Du 18 mai au 22 juin, le Front de Mer accueillera
les sculptures monumentales de Jean-Louis TOUTAIN
et les oeuvres aériennes de GEDDA.

 

Jean-Louis Toutain privilégie les personnages massifs, au corps voluptueux, pleins de tendresse dont les membres semblent fuir vers l’inatteignable.
Ces personnages aux formes pleines et douces qui ont fait le tour du monde, seront exposés face au Bassin. A portée de tous, le public peut toucher les statues, les enfants peuvent se les approprier en les escaladant.
http://www.toutain-art.com/

Nota : une exposition de bronzes se tiendra à la Galerie Saint Martin, au Moulleau.

 

Gedda, elle, privilégie des oeuvres en couleurs, vives et lumineuses, pleine de légèreté.
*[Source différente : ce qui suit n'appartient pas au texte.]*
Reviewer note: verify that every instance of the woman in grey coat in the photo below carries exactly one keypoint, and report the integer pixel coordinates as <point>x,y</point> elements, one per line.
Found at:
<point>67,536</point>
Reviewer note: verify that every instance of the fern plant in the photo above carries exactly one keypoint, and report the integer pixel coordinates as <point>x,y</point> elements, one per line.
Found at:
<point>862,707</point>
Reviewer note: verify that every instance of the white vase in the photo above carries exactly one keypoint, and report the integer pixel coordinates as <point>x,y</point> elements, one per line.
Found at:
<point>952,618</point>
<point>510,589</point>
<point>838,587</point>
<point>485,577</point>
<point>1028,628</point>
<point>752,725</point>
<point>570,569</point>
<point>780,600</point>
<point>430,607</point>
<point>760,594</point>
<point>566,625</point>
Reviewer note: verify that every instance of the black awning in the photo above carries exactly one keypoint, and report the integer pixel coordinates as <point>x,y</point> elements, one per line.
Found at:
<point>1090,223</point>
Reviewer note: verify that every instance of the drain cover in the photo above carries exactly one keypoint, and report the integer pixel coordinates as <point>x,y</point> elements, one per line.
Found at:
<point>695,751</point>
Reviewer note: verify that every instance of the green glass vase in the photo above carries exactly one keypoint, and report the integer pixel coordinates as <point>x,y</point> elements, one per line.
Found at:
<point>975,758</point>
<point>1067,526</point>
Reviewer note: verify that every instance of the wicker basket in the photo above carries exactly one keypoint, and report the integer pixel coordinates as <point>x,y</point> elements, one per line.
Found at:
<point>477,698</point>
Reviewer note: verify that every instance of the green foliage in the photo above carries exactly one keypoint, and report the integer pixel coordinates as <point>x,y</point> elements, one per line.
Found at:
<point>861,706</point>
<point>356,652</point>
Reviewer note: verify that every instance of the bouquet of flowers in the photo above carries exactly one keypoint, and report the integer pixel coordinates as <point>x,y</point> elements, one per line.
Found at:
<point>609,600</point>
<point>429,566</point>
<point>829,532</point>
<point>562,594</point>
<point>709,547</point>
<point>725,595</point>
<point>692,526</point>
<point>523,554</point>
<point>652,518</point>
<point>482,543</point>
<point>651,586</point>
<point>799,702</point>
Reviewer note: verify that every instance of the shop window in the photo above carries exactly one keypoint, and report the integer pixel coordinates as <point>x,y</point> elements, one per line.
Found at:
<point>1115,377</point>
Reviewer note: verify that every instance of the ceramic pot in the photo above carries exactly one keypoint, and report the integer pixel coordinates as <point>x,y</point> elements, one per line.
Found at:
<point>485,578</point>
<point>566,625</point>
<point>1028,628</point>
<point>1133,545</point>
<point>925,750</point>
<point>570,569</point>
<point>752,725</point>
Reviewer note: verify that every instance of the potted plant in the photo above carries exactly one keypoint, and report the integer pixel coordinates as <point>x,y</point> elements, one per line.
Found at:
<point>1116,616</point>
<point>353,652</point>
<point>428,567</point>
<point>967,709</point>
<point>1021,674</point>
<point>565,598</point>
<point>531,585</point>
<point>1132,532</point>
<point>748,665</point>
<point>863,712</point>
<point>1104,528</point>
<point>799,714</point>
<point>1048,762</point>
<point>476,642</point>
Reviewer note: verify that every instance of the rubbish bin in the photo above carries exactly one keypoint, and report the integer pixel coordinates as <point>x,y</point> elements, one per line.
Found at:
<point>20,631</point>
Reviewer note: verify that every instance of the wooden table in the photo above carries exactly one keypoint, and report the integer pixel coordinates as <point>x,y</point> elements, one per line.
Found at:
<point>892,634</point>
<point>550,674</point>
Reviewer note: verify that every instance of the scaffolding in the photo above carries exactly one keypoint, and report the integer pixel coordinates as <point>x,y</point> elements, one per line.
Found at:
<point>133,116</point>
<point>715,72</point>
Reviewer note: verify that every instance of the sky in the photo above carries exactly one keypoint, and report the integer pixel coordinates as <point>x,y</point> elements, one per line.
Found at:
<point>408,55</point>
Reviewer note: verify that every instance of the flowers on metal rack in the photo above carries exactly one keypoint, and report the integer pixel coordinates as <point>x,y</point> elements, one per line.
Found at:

Elle en travaille l’expressivité en jouant sur les effets de transparence. Elle livre, sur le Front de Mer, une série de trentaine d’oeuvres, réalisées sur des plaques de verre synthétiques, qui seront suspendues aux arbres du Front de Mer pour sortit l’art des cimaises et des lieux consacrés à la culture.
http://www.art-gedda.com/

 

(source portail officiel de la ville d’Arcachon)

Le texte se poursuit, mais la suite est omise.